La psychothérapeute Marie‑France Hirigoyen abonde dans ce sens :

On ne peut pas parler de violence physique sans parler de violence psychologique car il existe un continuum entre les deux. Quand un homme frappe sa femme, son but n’est pas de lui mettre un œil au beurre noir mais de lui faire peur afin de la soumettre et de garder le pouvoir. L’enjeu de la violence, c’est toujours la domination. La plupart du temps, la violence physique n’intervient que si la femme résiste au contrôle et à la violence psychologique.

Le besoin d’établir un rapport de subordination de la femme à l’homme… c’est là l’une des facettes du trouble « gynépathique » qui, lorsqu’il atteint un point culminant, doit être impérieusement satisfait par ledit gynépathe. D’où l’explosion de violences :

L’agressivité vient servir la cause du processus de domination conjugale en ce que les comportements adoptés le sont intentionnellement dans le but spécifique d’obtenir du pouvoir sur l’autre et le contraindre. On parlera d’instrumentalisation de l’agressivité ou d’agressivité instrumentale. Dans le cas du conflit, l’agression qui apparaît est davantage expressive, la colère et/ou la frustration créent une tension, une charge, qui une fois devenue insupportable éclate et s’exprime sous forme d’agression (verbale ou psychologique).

Ce qui est dramatique, c’est que la religion serve de justification à cet épanchement d’agressivité morbide. D’ailleurs, c’est certainement une lecture ultra‑littéraliste et non distanciée du verset 34 de la sourate 4, « Les femmes », infantilisant « la femme mariée [mise] en pénitence », qui a permis à l’autorité suprême de l’Université islamique égyptienne d’entériner la jurisprudence autorisant les hommes à rosser leur conjointe :

Les hommes ont la charge et la direction des femmes en raison des avantages que Dieu leur a accordés sur elles, et en raison aussi des dépenses qu’ils effectuent pour assurer leur entretien. En revanche, les épouses vertueuses demeurent toujours fidèles à leur mari pendant leur absence et préservent leur honneur, conformément à l’ordre que Dieu a prescrit. Pour celles qui se montrent insubordonnées, commencez par les exhorter, puis ignorez‑les dans votre lit conjugal et, si c’est nécessaire, corrigez‑les.

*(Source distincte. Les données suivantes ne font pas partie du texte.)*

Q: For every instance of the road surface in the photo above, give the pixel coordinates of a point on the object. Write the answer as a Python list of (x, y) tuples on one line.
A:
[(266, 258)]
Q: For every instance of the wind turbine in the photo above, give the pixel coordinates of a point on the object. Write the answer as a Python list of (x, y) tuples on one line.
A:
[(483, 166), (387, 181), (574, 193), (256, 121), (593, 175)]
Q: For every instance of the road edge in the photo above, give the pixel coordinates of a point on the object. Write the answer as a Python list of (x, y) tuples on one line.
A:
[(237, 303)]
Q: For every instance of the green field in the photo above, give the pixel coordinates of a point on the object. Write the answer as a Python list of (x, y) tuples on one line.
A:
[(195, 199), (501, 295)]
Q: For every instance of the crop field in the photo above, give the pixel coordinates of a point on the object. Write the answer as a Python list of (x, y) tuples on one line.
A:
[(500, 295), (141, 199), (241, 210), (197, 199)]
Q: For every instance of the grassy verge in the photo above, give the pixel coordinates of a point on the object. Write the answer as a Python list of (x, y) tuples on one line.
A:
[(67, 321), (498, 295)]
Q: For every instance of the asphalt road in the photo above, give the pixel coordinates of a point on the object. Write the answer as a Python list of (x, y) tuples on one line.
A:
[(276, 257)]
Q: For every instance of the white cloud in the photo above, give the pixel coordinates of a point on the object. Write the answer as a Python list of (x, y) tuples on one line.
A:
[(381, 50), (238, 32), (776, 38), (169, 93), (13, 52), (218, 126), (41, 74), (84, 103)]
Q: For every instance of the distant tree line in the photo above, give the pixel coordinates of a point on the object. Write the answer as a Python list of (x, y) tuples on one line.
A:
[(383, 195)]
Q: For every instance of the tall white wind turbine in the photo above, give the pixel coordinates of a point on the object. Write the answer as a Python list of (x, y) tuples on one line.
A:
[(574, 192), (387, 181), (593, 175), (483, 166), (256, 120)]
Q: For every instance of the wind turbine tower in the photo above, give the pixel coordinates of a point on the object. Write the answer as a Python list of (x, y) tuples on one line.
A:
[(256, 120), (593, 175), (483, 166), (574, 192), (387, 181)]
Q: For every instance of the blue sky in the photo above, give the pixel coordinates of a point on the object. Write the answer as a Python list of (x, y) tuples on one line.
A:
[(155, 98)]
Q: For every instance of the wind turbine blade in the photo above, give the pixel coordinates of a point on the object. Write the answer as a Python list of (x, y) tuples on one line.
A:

L’on peut regretter que les doctes de l’islam, du moins ceux d’Al‑Azhar, ne tiennent pas compte de l’évolution prodigieuse des sociétés modernes dans lesquelles les femmes sont de plus en plus auto‑ nomes. Ne sont‑elles pas médecins, chercheuses, sociologues, artistes, chirurgiennes, avocates, juges, ministres ou encore chefs d’État ? Ce temps où l’homme veillait aux « dépenses » de la maison n’est plus. Ne convient‑il pas donc de lire ce passage coranique de manière plus contextualisée ? Autre gêne découlant d’une appréciation dogmatique de ce verset, la prétendue supériorité des hommes « en raison des avantages que Dieu leur a accordés sur [les femmes] ». L’exégète classique du IXe siècle, Le titanesque Al‑Tabari, va jeter les bases d’une théologie de l’infériorité du sexe féminin. Deux siècles plus tard, des réflexions religieuses, prolongeant celle d’Al‑Tabari, mettront en avant la carence morale des femmes, dont la raison serait déficiente. Puis, au XIIIe siècle, un fragment de la sunna est utilisé par des doctes musulmans pour consacrer définitivement l’insubordination de la femme à l’homme. Il s’agit d’un hadith suprêmement douteux car rapporté, au VIIe siècle, par un calomniateur, Abou Bakrata : « Ne connaîtra jamais la prospérité le peuple qui confie ses affaires à une femme. » 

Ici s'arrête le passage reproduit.